Sizwe Banzi is Dead (Stephen Joseph Theatre, Scarborough)

Just at the moment, in what might be termed the early post-Ayckbourn period, audiences at the Stephen Joseph Theatre seem to be getting the best of both worlds. Next month Sir Alan returns, directing his new play, and before that his successor, Chris Monks, is scoring a major success with a very different form of theatre.

For a start, the first in-house production of the Autumn programme, Sizwe Banzi is Dead, is staged not in the round, but in the intimate end-on theatre, the McCarthy. And the play is not typical Scarborough territory, though on reflection the mix of absurdity and realistic detail and the use of humour to explore the darkness within Man are common to both Ayckbourn and Athol Fugard.

Fugard wrote Sizwe Banzi is Dead in the early 1970s with the collaboration of the actors in the original production, John Kani and Winston Ntshona. It is, of course, political theatre, but it’s also very much actors’ theatre, with the use of monologue, role-playing and direct dialogue with the audience.

If the theme is weighty, the plot is slight, offering insights on apartheid from different angles. Styles, a photographer, launches into an extended monologue about his days working at the Ford motor company (the day the big boss came in from the States a comic highlight) and his current career dispensing dreams. When a young man, Robert, enters to have his photograph taken, the plot changes gear, with flashback explaining why Robert has had to shed the identity of Sizwe Banzi.

No less than The Island, Kani and Ntshona’s uplifting play about Robben Island, the play deals with strategies of survival – how to hang on to human identity. Sizwe echoes John Proctor’s “It is my name” before settling for putting food in the mouths of wife and family. Fortunately, as Styles’ monologue reveals, the boss is not always very clever and can be tied up in systems of his own devising.

Chris Monks’ direction is pitch-perfect, built around an outstanding performance from Louis Emerick. As Styles, he is urbane, his old-fashioned courtesy giving way to mature mischief as he acts out his time at Ford or his battle against the cockroaches, a sense of fantasy surfacing as he creates dreams of success. Emerick also doubles effectively as Buntu, Sizwe’s more pragmatic helper.
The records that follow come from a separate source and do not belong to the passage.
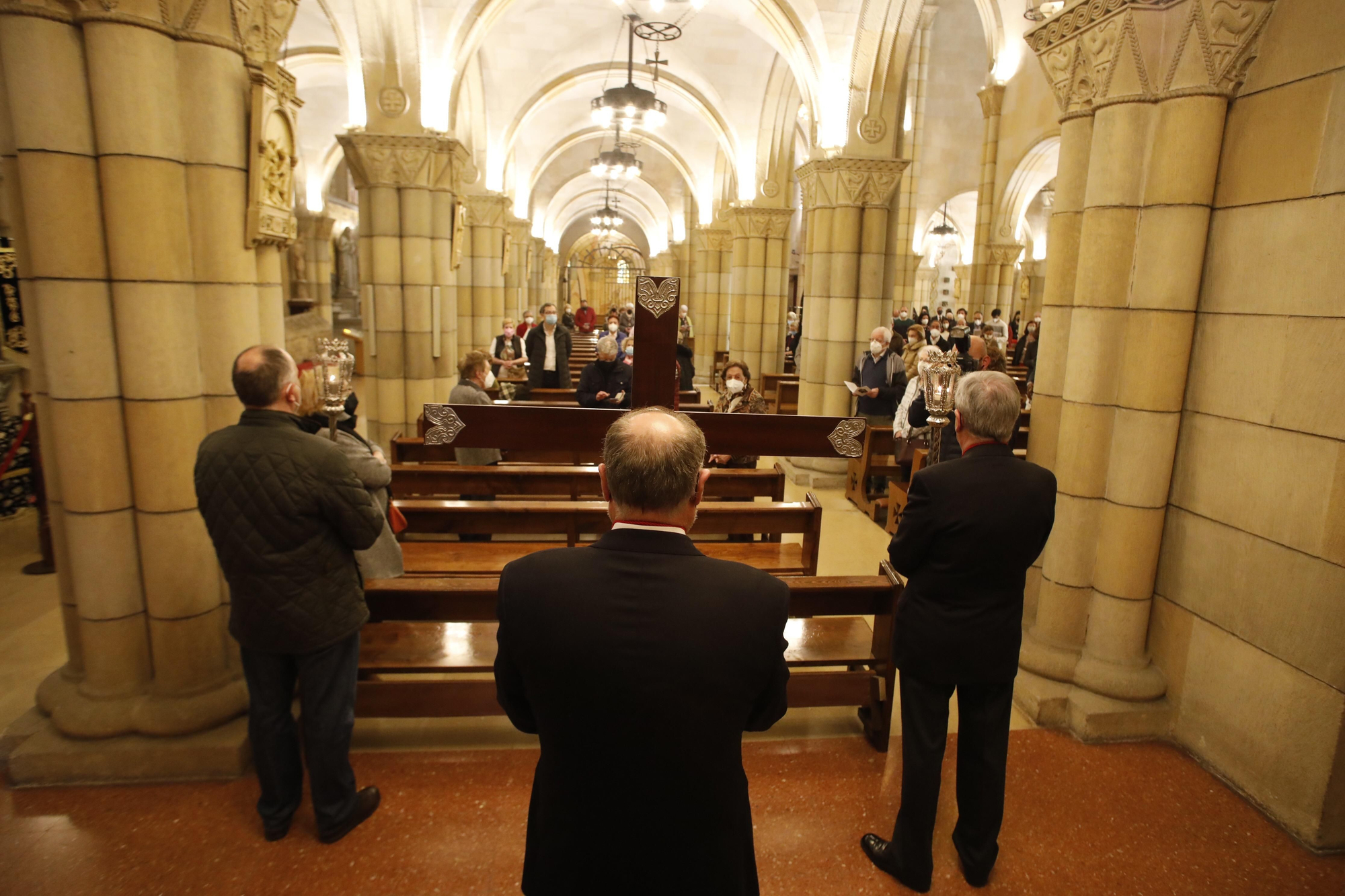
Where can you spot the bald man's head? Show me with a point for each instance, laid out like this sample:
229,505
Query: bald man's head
263,377
653,459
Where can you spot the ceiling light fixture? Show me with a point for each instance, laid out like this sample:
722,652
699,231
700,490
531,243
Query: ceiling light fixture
633,107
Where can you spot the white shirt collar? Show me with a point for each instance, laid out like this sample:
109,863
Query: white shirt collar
650,528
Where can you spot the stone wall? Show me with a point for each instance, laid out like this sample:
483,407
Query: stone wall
1249,619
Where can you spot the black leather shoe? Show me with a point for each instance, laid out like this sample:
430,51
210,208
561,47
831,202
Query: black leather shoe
276,831
880,853
367,802
974,877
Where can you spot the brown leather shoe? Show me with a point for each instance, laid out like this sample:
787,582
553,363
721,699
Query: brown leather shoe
367,802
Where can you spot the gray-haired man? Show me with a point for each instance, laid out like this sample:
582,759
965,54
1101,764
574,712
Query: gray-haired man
970,530
641,662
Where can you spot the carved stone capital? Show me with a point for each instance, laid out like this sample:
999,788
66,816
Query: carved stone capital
851,182
714,239
407,161
272,157
748,221
1004,253
1101,52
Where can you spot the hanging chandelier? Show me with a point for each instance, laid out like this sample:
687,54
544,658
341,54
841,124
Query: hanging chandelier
630,106
945,229
607,220
617,163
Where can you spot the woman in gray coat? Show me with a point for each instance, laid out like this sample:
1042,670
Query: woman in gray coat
385,559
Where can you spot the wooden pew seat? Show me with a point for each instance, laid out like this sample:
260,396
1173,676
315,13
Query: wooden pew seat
490,557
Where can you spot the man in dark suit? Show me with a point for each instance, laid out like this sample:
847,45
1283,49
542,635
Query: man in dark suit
972,529
641,662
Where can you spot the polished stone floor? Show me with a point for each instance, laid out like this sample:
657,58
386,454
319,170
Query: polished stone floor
1124,818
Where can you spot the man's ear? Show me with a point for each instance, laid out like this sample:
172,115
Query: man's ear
700,487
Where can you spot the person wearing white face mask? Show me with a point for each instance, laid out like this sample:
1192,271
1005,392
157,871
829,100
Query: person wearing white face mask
475,377
549,353
882,377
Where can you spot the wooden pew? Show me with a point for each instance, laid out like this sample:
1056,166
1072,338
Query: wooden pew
435,481
447,626
414,451
574,520
879,459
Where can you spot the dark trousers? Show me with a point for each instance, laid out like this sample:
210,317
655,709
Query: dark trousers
983,754
328,701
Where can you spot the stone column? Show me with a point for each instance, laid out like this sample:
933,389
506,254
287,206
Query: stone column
847,252
909,227
145,287
709,302
985,280
407,184
1004,256
485,256
1152,162
761,276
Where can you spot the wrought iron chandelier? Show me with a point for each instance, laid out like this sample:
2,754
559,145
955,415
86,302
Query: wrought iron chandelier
945,229
607,220
617,163
630,106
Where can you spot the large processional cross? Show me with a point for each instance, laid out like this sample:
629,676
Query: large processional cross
656,382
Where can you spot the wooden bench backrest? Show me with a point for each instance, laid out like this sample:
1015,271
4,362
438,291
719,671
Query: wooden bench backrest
578,482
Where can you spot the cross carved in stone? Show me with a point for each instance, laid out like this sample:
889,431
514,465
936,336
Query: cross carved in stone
654,382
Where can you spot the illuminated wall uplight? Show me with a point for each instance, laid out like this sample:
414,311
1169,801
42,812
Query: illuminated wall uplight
357,115
314,190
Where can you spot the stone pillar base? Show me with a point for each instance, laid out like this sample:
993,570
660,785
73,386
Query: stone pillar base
37,755
816,473
1089,716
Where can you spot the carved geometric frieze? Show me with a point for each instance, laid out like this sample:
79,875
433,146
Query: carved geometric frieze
407,161
1117,50
272,157
748,221
849,182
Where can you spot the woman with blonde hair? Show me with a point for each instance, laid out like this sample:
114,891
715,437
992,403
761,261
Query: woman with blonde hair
367,459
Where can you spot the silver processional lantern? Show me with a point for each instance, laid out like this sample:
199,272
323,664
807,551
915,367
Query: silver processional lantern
337,366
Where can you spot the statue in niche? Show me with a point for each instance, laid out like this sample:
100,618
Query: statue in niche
348,266
299,270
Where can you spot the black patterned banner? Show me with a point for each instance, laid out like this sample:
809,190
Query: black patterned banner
15,337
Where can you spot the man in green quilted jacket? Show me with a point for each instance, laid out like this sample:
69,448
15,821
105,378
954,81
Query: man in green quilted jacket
286,514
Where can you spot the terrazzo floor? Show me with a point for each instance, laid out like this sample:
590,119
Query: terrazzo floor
1125,818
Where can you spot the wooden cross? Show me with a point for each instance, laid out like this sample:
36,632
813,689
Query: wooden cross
654,384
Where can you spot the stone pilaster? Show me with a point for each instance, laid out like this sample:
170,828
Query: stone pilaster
761,278
847,202
712,284
918,79
411,296
1156,81
985,272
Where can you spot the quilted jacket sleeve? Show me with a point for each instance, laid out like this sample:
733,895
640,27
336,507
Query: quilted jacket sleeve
346,503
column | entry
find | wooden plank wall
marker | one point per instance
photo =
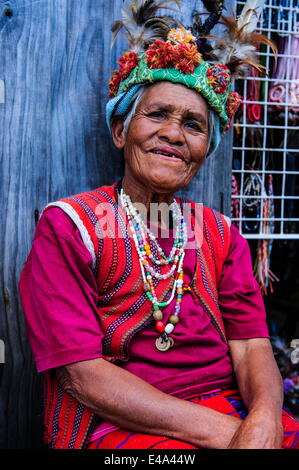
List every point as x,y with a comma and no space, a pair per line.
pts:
55,61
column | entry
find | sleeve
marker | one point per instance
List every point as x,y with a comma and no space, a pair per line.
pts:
240,298
59,295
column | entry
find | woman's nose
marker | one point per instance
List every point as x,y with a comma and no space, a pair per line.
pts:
172,132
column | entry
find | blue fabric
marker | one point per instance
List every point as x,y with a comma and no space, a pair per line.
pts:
120,105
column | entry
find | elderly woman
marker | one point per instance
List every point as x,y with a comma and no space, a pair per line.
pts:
150,341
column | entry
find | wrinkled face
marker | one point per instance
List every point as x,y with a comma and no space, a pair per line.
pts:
167,139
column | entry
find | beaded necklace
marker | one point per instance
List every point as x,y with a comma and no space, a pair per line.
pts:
142,237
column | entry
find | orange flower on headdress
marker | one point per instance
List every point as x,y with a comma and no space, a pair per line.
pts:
179,35
234,100
127,63
219,77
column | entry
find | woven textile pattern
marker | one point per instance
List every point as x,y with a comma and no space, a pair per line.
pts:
123,307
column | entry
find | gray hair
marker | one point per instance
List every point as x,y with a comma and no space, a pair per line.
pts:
136,101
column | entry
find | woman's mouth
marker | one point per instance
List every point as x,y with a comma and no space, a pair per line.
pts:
168,153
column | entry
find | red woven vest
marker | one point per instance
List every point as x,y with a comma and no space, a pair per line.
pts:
122,304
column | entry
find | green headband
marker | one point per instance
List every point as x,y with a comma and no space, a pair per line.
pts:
179,63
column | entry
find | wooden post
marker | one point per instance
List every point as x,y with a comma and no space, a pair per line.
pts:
55,62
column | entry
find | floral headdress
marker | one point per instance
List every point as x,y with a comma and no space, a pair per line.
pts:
158,52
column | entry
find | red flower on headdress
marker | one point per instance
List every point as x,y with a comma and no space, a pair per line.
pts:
219,77
160,55
187,57
234,100
127,63
114,84
182,56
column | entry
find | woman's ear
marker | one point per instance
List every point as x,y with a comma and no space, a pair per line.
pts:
118,132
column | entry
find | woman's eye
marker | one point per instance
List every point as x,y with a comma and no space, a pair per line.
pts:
155,114
193,125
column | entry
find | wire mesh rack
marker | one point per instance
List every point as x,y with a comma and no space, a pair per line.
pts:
266,138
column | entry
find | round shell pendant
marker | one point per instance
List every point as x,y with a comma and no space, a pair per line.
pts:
164,344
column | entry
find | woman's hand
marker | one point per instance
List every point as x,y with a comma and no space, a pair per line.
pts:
124,399
258,431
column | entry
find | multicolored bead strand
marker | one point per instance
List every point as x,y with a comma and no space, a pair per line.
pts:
142,237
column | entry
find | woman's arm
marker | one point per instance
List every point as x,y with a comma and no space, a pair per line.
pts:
260,386
120,397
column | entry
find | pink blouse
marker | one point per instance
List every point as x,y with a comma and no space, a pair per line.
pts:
59,297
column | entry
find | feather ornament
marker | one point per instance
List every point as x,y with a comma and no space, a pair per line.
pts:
142,24
251,14
200,29
237,49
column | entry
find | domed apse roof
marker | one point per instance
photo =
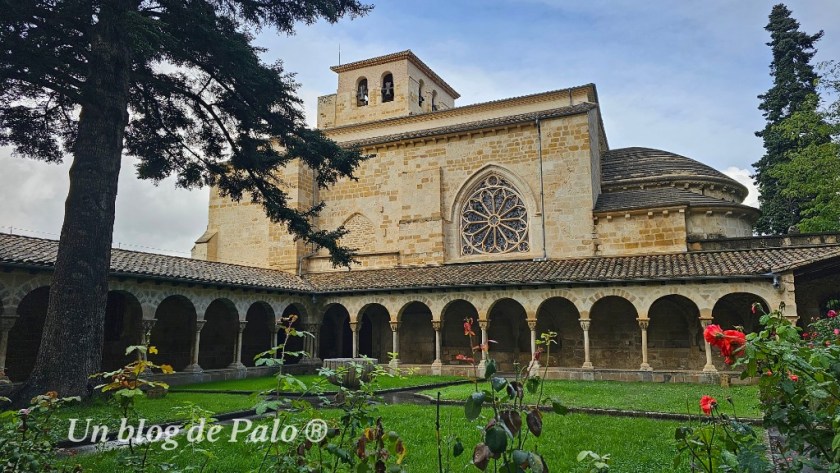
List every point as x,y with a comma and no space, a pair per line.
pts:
641,164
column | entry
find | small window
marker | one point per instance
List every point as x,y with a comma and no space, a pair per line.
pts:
420,98
387,88
362,93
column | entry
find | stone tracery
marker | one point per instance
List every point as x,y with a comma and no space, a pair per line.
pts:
494,219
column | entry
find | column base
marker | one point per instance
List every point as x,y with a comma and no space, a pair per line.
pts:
709,369
193,368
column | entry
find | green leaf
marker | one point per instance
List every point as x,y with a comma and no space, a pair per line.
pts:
534,421
536,463
520,457
489,369
472,408
558,407
458,448
496,439
498,383
533,384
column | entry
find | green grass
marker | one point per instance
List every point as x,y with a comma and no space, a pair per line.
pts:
634,444
158,410
651,397
161,410
268,382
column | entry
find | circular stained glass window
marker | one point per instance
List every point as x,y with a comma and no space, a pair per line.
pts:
494,219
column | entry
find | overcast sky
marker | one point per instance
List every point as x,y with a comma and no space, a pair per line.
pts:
680,76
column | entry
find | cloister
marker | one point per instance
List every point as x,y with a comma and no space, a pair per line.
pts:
210,319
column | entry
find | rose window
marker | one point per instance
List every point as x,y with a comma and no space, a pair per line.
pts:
494,219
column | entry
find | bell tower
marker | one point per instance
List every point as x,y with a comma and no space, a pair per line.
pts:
390,86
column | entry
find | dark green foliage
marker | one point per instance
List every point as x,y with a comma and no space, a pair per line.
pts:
179,86
794,79
203,106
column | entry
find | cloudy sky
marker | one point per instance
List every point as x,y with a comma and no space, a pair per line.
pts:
680,76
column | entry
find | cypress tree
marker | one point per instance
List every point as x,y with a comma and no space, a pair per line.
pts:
794,80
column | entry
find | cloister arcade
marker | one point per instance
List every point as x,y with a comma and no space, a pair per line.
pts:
637,328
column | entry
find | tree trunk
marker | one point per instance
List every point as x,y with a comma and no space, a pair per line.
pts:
71,346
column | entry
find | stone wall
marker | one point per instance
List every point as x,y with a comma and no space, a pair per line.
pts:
641,232
723,223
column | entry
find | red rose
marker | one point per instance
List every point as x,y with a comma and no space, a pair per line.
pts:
707,403
468,327
712,334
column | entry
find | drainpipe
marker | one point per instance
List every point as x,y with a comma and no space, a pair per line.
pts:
542,187
303,257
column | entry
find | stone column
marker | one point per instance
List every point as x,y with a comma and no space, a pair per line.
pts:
395,344
237,349
437,365
146,327
534,364
274,328
584,325
194,366
354,327
6,324
643,325
484,324
710,367
315,329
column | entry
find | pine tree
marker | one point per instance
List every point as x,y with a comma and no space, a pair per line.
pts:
794,80
176,84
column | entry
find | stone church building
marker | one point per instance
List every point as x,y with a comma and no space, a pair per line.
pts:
515,213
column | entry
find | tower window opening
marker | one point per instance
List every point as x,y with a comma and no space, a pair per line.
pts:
387,88
420,98
362,97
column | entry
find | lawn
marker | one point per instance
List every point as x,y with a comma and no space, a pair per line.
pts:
651,397
269,382
162,410
635,444
158,410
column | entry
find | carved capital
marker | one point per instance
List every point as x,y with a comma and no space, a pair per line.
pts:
7,322
148,325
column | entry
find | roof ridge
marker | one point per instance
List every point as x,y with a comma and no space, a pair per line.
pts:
426,115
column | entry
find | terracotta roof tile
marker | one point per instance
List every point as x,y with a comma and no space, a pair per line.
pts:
28,251
659,197
35,252
664,267
476,125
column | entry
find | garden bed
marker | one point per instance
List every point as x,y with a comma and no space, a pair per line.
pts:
678,398
635,445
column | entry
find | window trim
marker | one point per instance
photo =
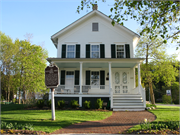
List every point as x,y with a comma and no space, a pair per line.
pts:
94,51
97,28
71,51
120,51
66,86
95,79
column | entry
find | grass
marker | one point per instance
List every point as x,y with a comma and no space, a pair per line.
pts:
163,114
41,119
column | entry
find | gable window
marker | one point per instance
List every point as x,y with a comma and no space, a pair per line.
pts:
94,51
95,78
120,51
95,27
70,51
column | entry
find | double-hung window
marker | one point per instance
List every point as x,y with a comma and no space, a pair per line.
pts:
95,78
71,51
120,51
94,51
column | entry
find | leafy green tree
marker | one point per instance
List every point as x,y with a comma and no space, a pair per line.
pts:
8,50
22,66
160,67
30,64
151,15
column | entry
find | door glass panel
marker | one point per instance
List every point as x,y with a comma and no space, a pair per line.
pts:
125,78
117,89
117,78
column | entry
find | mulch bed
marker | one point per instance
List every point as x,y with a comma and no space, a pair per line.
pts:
47,108
162,132
14,131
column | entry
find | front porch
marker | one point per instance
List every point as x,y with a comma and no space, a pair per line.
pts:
99,78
Seun Shote is equally memorable as Sizwe Banzi, illiterate, unworldly, with a great capacity for sudden joy, making much of the striking address to the audience that asserts his manhood and equality.

Sue Condie’s designs make good use of photographic images projected on the drab walls of the set, township jive and a cappella call and response set the mood perfectly and the production holds the attention through a challenging, but entertaining, 105 interval-free minutes.